Если история науки равнялась, как утверждал Дюбуа-Реймон, истории человечества, то современное состояние человеческой ци­вилизации рассматривалось как наивысший пункт в её развитии, а всё предшествующее – только как шаги на пути к обозначенной цели. Соответственно другие времена и культуры оценивались гля­дя с этой, «наивысшей», точки. Для истории науки из этого следовал тот вывод, что по уровню развития наук на тот или иной момент времени в той или иной точке света можно было определять уро­вень культурного развития народа или культуры. В конечном счёте это мало отличалось от критериев оценки, принятых в общей исто­рии, только вместо политической зрелости, демократии, военной мощи, культурного развития и

т. д. в качестве исторического субъекта рассматривалась наука, причём современность превращалась в глав­ную точку отсчёта. Самомнение представителей естественных наук доходило до того, что они объявляли самих себя фундаментом поли­тики и культуры и оценивали свою собственную работу как высшее достижение, на какое способно человечество. Историография соот­ветственно заключалась в том, чтобы идентифицировать такие наи­высшие достижения в прошлом и связывать их с современностью. Таким образом, история науки помимо того, что прославляла и канонизировала отдельных учёных, стала вместе с тем своего рода хранительницей памяти наук, которую можно было использовать по мере надобности. У неё имелись и соответствующие «места памя­ти». Процесс против Галилео Галилея в 1632 г. был превращен в нечто вроде мифа об основании науки, утверждающего свободу и независимость исследовательской деятельности в борьбе против догматического учения церкви. Эта интерпретация судьбы итальян­ского учёного едва ли случайно утвердилась в XIX в.; она имела большое значение для формирования у естественных наук представ­ления о самих себе. Ещё одним «местом памяти» была натурфилософия немецких романтиков, которая вплоть до середины XX в. не только в самой Германии, но и в других странах, таких, как Англия и Франция, считалась устрашающим примером неэффективного и спекулятивного течения, которое прямо-таки препятствовало науч­ному прогрессу.

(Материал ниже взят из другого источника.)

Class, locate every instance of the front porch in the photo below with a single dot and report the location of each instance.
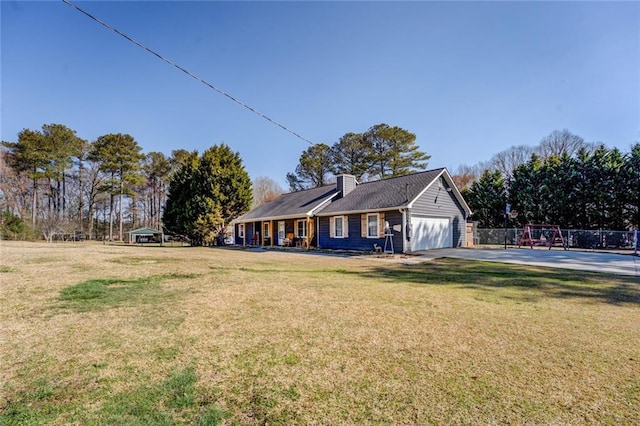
(295, 232)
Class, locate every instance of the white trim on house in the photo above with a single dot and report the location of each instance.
(357, 212)
(454, 189)
(344, 227)
(304, 227)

А между тем романтики-натурфилософы на рубе­же XVIII–XIX вв. считали себя борцами против копания в пыли, пустого и бесцельного собирания и каталогизирования природных объектов и явлений, эрудитского пристрастия к бессмысленным описаниям и подробностям. Романтики хотели глубже проникнуть в механизмы природы, хотели создать обобщающую теорию, которая свела бы отдельные сведения в общую картину природы. Не про­шло и одного поколения, как натурфилософия сама была выброшена на свалку истории. Представители естественных наук восхваляли «век естествознания» как подвиг и как освобождение, словно бы речь шла о снятии рабских оков. Статус натурфилософии был тем самым зафиксирован: она была объявлена восторженным почитани­ем и метафизикой природы, враждебной новой эпохе и на короткое время задержавшей прогресс науки. Такое клеймо осталось на ней и в последующем поколении. История науки тоже сначала безого­ворочно следовала такому стереотипному её восприятию.

Непреклонность Галилея – образец позиции современного учё­ного, романтическая натурфилософия – образец ретроградности: на таких интерпретациях было построено представление учёного сооб­щества о самом себе, закрепившееся на долгое время. Пускай иссле­дования по истории науки давно скорректировали подобные упро­щающие суждения, всё равно они ещё вполне в ходу и по сей день, особенно среди представителей естественнонаучных дисциплин и журналистов, пишущих о науке, а благодаря этому они и определяют общую картину истории науки. В общественную дискуссию всё ещё слишком мало проникло представление о том, что история на­уки – это совсем не то же самое, что культура воспоминания, и что только в силу этого своего отличия от неё она и может претендо­вать на звание серьёзной научной дисциплины.